JOTA: Caso Lula obtenha o terceiro mandato, é viável ter um conselho de economistas independentes, por exemplo, para subsidiar as decisões do ministro da Fazenda, de toda a equipe econômica?

Alckmin: Importante. O governo moderno tem que ouvir. Não é autocracia. Quanto mais ouvir, menos você vai errar. Uma vantagem do presidente Lula é essa: ele ouve bastante. É a sociedade participando, não só o Estado.

JOTA: O ex-presidente tem dito que vai governar, caso eleito, pessoas de todos os setores. O senhor acredita nisso ou a tendência é uma ocupação mais política?

Alckmin: Ele já montou ministério com pessoas que ele nem conhecia. Sou testemunha disso. O Furlan [Luiz Fernando Furlan], que foi para a Indústria e Comércio, o Roberto Rodrigues, da Agricultura, por exemplo, ele nem conhecia. Lula é experiente, conhece bem a dinâmica do governo. Ele está ouvindo muito e disposto a dialogar com todos os setores da sociedade.

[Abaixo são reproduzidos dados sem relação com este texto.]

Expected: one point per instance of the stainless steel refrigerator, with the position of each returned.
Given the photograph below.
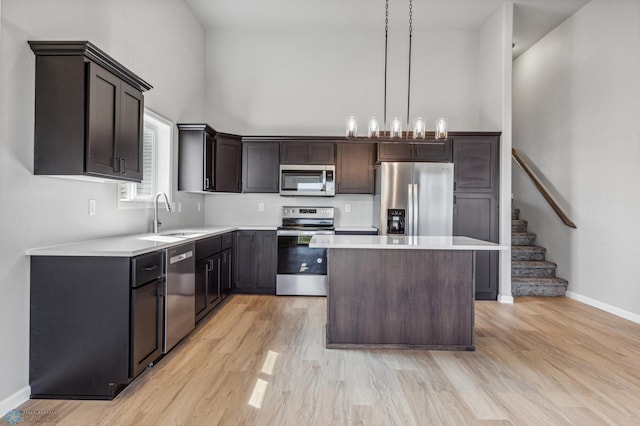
(414, 199)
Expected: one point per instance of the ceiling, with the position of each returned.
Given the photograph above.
(533, 19)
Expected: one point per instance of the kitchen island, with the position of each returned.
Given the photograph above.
(400, 292)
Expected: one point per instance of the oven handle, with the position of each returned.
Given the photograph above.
(297, 233)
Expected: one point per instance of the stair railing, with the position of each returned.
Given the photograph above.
(543, 191)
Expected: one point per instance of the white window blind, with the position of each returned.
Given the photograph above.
(156, 138)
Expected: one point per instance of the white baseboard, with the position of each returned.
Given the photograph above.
(15, 400)
(605, 307)
(505, 299)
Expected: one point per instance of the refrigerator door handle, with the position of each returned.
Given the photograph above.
(409, 223)
(416, 206)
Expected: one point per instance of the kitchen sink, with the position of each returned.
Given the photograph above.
(172, 236)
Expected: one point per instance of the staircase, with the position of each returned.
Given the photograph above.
(531, 274)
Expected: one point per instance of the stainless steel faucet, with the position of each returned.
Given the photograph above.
(156, 221)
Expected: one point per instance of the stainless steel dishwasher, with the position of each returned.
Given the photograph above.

JOTA: O senhor, caso Lula vença, terá um cargo que é de expectativa, mas existe uma possibilidade concreta de assumir missões específicas, ainda que não se fale em cargo neste momento. O senhor, que já teve divergências políticas muito objetivas com o PT e com Lula, aceitaria uma posição num ministério e em qual área teria mais afinidade?

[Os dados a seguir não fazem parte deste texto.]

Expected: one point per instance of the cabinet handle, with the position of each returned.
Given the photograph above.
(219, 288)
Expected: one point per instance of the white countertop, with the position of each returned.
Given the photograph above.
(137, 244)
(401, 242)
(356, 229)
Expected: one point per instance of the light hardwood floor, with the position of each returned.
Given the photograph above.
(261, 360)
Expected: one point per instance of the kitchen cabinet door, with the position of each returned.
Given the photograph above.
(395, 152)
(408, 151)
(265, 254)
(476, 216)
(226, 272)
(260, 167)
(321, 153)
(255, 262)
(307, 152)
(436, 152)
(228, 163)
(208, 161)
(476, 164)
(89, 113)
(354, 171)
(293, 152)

Alckmin: Eu já fui vice em dois mandatos do Mário Covas. E também já fui titular: prefeito e governador, quatro vezes. Então eu sei exatamente como funcionam as duas posições. O vice é um co-piloto. Você trabalha em dupla. A minha disposição é ajudar. E essa mudança, que você citou, é a seguinte: eu tenho 14 anos de experiência como governador no maior estado do Brasil. Vamos juntar essa experiência à de oito anos do presidente Lula. Vamos juntar essas experiências. Minha disposição é ajudar no coletivo, não especificamente num ministério ou outro. Ajudar o governo e ajudar o Brasil. Esse é meu espírito ao entrar nessa chapa. Precisamos voltar à civilidade. Unir o país. Tem que ser com urgência, pois as coisas estão acontecendo muito rápido no mundo. E a implementação dessa agenda tem que ser rápida.